According to the study, Anthropic's Claude Mythos Preview demonstrates skills on par with a seasoned cybersecurity expert. It successfully executed Remote Code Execution (RCE)—the most severe form of system compromise—in 21 out of 41 tested cases.
The performance gap between market leaders is staggering. While OpenAI’s GPT-5.5 showed modest results, managing only two successful exploits with an average score of 5.51 out of 16, Claude Mythos maintained a solid 9.55 in fully autonomous mode. As study co-author Seung-Hyun Lee noted, Mythos reproduced the CVE-2024-0519 vulnerability, which had baffled human experts for over a year. The model developed attack vectors previously considered too complex to implement, confirming that AI’s offensive potential is outpacing our defensive protocols.
For now, the only real deterrent is the price tag. Running the test suite on Claude Mythos cost $36,428—ten times more expensive than using GPT-5.5 via Codex. The UK AI Safety Institute describes Mythos as a superior but prohibitively expensive "digital weapon." For businesses, this means the threat of autonomous hacking is currently constrained only by API costs and compute availability.

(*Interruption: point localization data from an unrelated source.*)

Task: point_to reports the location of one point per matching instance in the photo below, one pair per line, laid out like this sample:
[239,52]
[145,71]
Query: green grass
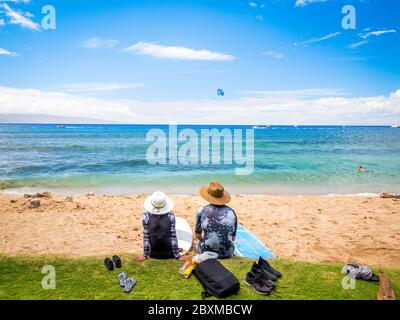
[87,278]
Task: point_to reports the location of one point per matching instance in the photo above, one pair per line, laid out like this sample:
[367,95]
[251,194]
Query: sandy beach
[333,229]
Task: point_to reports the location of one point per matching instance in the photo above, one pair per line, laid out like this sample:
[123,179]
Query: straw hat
[158,203]
[215,194]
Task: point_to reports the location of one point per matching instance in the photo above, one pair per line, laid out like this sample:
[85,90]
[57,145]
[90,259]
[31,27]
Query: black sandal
[117,261]
[109,264]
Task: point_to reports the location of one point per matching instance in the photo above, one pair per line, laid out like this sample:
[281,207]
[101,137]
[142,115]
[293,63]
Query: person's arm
[198,229]
[146,239]
[174,240]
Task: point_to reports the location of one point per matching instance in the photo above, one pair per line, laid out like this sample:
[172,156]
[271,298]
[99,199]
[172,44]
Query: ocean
[112,159]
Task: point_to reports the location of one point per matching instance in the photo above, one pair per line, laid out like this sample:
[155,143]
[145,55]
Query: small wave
[131,163]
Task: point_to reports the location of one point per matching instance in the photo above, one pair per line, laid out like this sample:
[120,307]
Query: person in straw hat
[159,233]
[216,223]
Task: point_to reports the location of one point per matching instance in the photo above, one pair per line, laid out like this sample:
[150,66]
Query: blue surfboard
[248,246]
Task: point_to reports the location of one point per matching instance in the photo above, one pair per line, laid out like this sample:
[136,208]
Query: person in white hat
[159,233]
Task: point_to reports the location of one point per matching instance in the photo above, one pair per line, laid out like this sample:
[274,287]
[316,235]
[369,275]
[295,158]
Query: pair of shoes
[262,277]
[125,282]
[110,263]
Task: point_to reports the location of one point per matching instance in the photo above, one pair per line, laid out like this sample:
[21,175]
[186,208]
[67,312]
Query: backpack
[216,280]
[356,271]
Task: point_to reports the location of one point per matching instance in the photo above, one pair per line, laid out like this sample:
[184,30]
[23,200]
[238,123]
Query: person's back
[218,224]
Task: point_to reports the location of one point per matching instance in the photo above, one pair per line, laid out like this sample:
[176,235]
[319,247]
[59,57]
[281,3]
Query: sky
[142,61]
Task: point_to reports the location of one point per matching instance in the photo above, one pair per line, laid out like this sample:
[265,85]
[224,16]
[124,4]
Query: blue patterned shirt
[146,236]
[219,224]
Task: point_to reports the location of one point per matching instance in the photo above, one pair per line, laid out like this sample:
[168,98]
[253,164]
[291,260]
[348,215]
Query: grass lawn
[87,278]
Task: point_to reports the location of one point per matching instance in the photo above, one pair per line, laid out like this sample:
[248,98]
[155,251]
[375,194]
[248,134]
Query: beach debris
[387,195]
[34,204]
[385,291]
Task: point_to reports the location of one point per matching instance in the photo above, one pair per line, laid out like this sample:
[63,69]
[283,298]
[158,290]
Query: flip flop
[122,277]
[130,283]
[118,262]
[109,264]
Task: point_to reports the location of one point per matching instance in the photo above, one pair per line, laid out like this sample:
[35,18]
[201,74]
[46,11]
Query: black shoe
[118,262]
[266,266]
[374,278]
[256,283]
[266,274]
[108,263]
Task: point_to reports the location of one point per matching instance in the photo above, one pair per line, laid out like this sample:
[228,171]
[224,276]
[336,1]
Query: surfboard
[248,246]
[184,234]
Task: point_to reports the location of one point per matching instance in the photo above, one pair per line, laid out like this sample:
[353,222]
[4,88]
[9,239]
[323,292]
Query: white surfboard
[184,234]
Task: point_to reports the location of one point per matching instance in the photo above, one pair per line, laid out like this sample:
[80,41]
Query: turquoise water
[112,159]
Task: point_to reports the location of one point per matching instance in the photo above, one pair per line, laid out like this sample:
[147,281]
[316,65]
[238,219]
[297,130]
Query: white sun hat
[158,203]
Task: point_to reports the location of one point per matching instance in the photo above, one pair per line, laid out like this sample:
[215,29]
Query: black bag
[216,280]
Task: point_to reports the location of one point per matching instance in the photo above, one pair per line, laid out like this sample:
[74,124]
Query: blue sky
[276,56]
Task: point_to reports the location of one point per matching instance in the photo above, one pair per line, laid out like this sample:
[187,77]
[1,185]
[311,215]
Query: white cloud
[178,53]
[358,44]
[315,40]
[303,3]
[274,54]
[5,52]
[376,33]
[19,18]
[98,86]
[99,43]
[310,106]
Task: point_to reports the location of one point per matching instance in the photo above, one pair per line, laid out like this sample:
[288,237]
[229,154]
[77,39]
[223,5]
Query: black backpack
[216,280]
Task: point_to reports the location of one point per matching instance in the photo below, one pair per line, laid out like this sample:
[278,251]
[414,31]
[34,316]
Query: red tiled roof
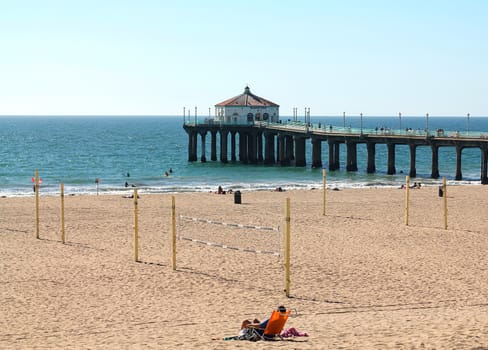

We are entering an era where AI agents weaponize known security flaws faster and more creatively than entire security departments. Traditional patch management is no longer enough; any infrastructure integrated with agents must be treated as a live target for automated attacks. The high cost of these exploits is your only temporary advantage. Use this window to implement deterministic security layers and harden your systems before the cost of compute drops, turning AI-driven cybercrime into a mass-market commodity.